Kenya Coffee School : Cupping Linguistic Expressions
To excel in Specialty Coffee Sensory Analysis, you need to move beyond saying “this tastes like coffee” and start using the precise language used by Q-Graders and professional tasters.
In Kenya, our coffee is famous for specific, intense profiles. Here is a vocabulary guide to help you fill out your Sensory Log with professional accuracy:
- Describing Acidity (The “Zing”)
In Kenyan coffee, acidity is a prized attribute. Don’t just call it “sour”—sour is a defect, while acidity is a strength.
- Phosphoric: A unique, sparkling mouthfeel common in SL-28 and SL-34 varieties. It’s a “bright” sensation, similar to the crispness in a cola or a very fresh tomato.

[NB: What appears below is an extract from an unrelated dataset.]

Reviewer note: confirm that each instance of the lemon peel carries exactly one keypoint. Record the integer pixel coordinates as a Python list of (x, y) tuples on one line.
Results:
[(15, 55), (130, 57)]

- Citric: Reminiscent of lemons, limes, or oranges. It’s sharp and refreshing.
- Tartaric: A “winey” or grape-like acidity. It’s often heavy and mouth-watering.

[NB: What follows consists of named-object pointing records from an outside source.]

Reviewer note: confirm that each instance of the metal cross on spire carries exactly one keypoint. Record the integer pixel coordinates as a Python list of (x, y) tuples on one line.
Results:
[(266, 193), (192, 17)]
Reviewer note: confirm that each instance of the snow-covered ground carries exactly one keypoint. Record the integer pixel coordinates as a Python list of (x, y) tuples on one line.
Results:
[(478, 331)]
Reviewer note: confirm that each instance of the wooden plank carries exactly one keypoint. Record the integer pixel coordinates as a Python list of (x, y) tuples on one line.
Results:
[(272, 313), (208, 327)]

- Malic: A smooth, crisp acidity like biting into a green apple.
- Describing Body (The “Mouthfeel”)
This is the physical weight of the coffee on your tongue.
- Syrupy/Heavy: Common in Kalita Wave brews. It feels thick and coating, like maple syrup or honey.
- Tea-like/Silky: Common in V60 brews. It feels thin, elegant, and clean, similar to a high-quality black tea.
- Juicy: A perfect balance where the coffee feels like a mouthful of fruit juice—common in high-altitude Nyeri coffees.
- Flavor Notes (The “Character”)
Kenyan coffee is famous for the “Purple/Red” flavor spectrum.
- Blackcurrant (Sultana): The “signature” Kenyan note. A deep, slightly tart, dark berry flavor.
- Stone Fruit: Think of peaches, nectarines, or plums. This usually indicates a very well-balanced, sweet roast.
- Floral: Notes of Jasmine, Hibiscus, or Rose. These are delicate and usually found in the aroma of the “Bloom.”
- Savory: Sometimes Kenyan coffees have a hint of tomato or sun-dried herbs. This is a unique regional characteristic of some Central Kenya lots.
- Describing Sweetness
- Caramelized: Think of brown sugar, molasses, or toffee.
- Ripeness: Like a fruit that is perfectly ready to eat.
- Dull: If the sweetness is missing, the coffee might be old or “baked” (roasted too long).
🎓 Putting it into practice
When you are at the Kenya Coffee School lab, try to combine these:
“This Nyeri SL-28 has a heavy, syrupy body with sparkling phosphoric acidity. I can clearly taste blackcurrant and brown sugar with a lingering floral finish.”